A Trump win in the 2024 presidential election is viewed by some in Adams’ camp as potential path to legal victory for the mayor against an unprecedented federal indictment, sources close to the case told The Post.
The insiders’ hopes are that Trump would quickly replace Attorney General Merrick Garland with a pick who could scuttle the case against Adams, sources close to the case told The Post.
“Any adult will see this is a bulls–t case, so a new attorney general will help,” a source with direct knowledge of Adams’ legal strategy said.
“I don’t think it is far-fetched to say a Trump win could help Adams.”

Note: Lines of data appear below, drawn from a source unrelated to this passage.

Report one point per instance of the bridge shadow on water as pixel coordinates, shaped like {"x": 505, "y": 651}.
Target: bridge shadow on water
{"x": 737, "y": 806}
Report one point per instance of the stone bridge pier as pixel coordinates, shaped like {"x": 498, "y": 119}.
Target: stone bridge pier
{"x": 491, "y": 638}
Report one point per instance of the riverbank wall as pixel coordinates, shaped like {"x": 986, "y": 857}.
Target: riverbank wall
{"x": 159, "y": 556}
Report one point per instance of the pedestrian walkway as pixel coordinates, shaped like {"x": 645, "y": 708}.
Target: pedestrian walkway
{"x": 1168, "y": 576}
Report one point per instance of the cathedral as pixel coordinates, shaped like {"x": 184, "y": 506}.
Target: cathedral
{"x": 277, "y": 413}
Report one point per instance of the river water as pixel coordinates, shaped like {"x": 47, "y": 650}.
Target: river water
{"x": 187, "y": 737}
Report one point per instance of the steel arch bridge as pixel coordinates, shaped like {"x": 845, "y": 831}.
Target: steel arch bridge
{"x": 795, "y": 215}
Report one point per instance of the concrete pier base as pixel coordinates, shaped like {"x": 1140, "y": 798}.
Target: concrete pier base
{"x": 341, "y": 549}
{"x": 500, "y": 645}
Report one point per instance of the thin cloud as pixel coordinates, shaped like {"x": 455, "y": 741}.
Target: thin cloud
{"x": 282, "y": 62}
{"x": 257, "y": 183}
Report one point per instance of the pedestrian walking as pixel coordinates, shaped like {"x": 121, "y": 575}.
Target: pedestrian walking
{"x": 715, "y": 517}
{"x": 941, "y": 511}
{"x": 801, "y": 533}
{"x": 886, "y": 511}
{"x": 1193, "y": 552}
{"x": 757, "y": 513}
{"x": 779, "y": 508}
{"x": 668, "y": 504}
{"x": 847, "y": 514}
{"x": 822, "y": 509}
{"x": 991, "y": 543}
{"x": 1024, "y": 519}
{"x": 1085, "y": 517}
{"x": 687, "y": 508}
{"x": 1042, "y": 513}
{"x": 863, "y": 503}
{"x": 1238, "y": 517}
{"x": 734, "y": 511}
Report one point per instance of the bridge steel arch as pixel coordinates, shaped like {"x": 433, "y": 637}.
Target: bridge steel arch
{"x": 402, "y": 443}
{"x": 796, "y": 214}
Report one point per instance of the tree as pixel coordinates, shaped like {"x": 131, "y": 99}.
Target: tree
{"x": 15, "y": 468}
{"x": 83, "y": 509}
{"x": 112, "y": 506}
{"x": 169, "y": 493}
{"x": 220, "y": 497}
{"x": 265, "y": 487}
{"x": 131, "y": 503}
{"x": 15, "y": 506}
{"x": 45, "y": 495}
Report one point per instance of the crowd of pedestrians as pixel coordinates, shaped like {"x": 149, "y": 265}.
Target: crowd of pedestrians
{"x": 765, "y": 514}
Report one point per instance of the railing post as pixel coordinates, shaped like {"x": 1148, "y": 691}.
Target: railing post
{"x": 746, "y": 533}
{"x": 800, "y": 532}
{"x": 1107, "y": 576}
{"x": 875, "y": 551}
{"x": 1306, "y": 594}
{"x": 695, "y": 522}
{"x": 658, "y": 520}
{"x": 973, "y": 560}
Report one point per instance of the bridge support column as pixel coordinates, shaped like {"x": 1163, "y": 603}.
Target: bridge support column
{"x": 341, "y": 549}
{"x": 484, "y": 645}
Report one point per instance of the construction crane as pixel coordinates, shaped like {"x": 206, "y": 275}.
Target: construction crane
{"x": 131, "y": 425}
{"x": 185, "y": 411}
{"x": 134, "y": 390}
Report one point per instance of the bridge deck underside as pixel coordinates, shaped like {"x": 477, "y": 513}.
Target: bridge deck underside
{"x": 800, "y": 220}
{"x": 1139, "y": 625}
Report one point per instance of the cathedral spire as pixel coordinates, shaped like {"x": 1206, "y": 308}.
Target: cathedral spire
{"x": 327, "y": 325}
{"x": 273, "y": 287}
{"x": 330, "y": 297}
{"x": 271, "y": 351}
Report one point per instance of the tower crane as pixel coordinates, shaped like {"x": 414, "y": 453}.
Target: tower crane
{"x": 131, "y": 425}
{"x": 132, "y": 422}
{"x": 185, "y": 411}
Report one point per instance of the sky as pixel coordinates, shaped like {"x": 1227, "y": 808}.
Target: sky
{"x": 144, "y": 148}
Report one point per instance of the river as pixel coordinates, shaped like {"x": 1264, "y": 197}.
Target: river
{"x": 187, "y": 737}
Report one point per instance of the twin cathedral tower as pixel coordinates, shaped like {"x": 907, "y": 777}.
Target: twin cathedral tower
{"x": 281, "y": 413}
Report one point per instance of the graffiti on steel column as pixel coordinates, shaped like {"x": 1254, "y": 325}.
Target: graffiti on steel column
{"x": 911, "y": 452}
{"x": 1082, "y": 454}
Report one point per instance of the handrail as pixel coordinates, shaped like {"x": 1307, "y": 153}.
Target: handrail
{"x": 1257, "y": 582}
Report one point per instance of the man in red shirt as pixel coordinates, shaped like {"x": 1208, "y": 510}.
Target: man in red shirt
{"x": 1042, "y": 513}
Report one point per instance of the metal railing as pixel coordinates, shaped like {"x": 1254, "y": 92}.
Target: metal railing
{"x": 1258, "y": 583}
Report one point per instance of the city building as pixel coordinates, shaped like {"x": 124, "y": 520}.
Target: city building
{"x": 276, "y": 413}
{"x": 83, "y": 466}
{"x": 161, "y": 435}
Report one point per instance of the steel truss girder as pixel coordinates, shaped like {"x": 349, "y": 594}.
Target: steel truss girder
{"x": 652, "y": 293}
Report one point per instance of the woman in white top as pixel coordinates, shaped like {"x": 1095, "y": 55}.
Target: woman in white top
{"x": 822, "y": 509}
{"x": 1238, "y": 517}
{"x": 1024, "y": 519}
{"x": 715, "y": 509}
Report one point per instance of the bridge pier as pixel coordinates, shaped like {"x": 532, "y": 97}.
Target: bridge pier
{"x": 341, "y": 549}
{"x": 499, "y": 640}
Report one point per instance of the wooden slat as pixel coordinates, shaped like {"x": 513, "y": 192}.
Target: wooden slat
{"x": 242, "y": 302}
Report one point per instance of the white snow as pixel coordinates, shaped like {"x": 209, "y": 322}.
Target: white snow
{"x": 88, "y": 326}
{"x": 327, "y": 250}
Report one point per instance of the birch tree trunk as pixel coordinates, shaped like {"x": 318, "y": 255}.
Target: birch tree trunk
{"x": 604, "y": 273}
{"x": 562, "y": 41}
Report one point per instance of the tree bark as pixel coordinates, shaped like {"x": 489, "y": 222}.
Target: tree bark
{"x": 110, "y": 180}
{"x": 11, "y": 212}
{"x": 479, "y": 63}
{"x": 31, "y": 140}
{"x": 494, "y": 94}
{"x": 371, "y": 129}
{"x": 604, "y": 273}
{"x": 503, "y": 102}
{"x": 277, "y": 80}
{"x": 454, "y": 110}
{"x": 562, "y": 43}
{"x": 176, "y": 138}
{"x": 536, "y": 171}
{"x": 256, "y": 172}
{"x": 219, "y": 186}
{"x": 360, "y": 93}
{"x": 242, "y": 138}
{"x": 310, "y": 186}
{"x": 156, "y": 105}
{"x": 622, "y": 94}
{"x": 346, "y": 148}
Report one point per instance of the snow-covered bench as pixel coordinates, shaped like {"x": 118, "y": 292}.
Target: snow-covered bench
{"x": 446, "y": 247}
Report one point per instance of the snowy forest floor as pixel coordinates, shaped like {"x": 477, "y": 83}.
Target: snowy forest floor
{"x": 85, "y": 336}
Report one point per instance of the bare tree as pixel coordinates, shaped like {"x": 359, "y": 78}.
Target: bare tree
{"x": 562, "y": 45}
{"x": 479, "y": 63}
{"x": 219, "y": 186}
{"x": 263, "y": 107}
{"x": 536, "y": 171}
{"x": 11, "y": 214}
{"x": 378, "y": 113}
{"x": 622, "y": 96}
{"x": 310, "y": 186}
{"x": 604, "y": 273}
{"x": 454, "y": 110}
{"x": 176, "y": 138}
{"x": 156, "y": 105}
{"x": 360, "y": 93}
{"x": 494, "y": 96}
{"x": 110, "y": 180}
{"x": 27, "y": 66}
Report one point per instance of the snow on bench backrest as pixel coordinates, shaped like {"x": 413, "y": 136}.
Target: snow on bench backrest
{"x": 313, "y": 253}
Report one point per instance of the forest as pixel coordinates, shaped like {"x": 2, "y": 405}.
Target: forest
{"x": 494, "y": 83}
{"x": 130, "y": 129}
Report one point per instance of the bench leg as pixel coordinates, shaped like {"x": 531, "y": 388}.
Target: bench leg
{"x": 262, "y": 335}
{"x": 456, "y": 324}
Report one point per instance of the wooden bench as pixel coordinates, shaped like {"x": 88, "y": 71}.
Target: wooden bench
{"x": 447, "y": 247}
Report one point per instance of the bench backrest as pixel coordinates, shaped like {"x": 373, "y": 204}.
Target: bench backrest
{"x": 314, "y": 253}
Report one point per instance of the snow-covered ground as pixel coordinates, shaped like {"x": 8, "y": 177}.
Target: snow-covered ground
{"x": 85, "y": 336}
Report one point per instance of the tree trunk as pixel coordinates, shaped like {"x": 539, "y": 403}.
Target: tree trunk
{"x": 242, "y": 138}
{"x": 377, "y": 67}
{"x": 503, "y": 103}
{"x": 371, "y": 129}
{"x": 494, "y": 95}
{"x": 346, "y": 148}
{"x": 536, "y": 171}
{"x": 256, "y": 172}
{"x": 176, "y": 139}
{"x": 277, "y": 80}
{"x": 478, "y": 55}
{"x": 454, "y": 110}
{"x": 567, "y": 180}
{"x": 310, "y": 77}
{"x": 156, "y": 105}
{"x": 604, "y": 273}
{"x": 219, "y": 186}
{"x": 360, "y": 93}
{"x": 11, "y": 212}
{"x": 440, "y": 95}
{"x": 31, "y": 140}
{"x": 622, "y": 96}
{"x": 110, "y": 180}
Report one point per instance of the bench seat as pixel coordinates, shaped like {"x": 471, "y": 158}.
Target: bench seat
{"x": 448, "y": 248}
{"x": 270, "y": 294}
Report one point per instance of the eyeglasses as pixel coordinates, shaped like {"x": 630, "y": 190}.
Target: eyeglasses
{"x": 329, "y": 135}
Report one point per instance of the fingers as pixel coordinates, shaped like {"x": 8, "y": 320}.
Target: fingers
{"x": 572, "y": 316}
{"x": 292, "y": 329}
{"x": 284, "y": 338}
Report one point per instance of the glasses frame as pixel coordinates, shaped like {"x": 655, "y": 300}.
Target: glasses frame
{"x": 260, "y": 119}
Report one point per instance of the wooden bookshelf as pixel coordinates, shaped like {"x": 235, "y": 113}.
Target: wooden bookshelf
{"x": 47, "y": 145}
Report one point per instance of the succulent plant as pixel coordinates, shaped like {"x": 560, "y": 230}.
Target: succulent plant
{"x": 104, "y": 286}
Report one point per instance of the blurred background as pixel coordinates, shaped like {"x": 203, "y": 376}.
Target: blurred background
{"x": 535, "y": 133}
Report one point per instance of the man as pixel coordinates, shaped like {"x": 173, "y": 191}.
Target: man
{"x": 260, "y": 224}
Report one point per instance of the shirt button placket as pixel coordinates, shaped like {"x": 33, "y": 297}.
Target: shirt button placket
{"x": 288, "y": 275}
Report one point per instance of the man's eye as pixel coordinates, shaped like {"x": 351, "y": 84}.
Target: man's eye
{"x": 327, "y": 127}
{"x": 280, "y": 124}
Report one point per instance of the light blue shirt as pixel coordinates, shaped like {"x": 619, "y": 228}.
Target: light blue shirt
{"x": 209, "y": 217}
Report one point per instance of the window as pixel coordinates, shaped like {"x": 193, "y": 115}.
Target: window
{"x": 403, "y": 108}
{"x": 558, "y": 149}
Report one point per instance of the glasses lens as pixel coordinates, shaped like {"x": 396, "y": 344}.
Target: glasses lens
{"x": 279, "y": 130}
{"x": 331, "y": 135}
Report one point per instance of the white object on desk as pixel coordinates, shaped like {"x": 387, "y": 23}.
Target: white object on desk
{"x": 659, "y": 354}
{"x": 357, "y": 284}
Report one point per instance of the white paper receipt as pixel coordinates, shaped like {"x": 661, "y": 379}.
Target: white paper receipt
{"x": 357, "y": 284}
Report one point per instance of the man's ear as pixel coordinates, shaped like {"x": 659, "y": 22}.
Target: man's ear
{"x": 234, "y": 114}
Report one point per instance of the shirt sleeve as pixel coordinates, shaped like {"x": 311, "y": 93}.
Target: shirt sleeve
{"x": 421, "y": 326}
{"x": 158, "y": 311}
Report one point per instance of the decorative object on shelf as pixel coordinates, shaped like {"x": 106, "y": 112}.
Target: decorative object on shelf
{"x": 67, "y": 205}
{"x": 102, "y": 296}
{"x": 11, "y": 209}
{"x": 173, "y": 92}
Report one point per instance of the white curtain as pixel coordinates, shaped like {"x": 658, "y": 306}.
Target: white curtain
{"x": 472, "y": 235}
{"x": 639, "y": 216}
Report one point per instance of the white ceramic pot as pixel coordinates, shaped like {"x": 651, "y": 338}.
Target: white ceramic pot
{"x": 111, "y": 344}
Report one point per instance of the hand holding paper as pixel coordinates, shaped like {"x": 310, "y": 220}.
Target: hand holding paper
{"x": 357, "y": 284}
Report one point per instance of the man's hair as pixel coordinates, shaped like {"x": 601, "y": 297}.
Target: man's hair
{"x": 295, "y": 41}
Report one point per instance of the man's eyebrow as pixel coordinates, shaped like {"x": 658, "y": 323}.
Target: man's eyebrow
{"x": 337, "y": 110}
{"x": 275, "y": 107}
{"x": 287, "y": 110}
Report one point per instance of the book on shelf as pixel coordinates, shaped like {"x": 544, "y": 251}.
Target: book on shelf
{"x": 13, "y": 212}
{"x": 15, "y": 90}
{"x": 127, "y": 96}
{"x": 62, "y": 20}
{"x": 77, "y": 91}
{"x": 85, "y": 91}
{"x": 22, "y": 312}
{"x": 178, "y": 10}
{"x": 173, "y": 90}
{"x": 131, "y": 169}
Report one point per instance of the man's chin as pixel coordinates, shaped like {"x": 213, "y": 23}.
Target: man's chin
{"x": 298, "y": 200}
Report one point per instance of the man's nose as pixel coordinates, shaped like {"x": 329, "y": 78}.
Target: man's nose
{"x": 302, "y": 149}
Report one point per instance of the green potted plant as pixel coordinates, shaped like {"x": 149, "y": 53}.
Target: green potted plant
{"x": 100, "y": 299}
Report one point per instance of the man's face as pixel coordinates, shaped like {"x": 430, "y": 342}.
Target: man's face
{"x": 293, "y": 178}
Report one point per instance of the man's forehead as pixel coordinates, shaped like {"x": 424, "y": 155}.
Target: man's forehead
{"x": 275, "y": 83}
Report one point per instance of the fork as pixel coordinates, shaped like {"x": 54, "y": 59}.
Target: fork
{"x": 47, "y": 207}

The scenario envisioned by Adams’ defenders hinges on Trump — or at least his appointee to head the Department of Justice — seeing parallels between the legal woes of the mayor and the former president.
And the Democrat Adams and Republican Trump aren’t quite the strange political bedfellows they may seem.
After Adams was indicted on bribery and corruption charges from Garland’s DOJ, Trump claimed he predicted the mayor would face federal charges for speaking out on migrants and, implicitly, against President Biden.
“And I said, ‘You know what? He’ll be indicted within a year,’” Trump said.
Adams, who has pleaded not guilty to all five counts he faces, likewise insinuated without evidence that his stance on the migrant crisis made him a target of a vengeful federal government.
The mayor has publicly supported Vice President Kamala Harris in the election, endorsing her when Biden stepped down as the nominee in July, before Adams was indicted.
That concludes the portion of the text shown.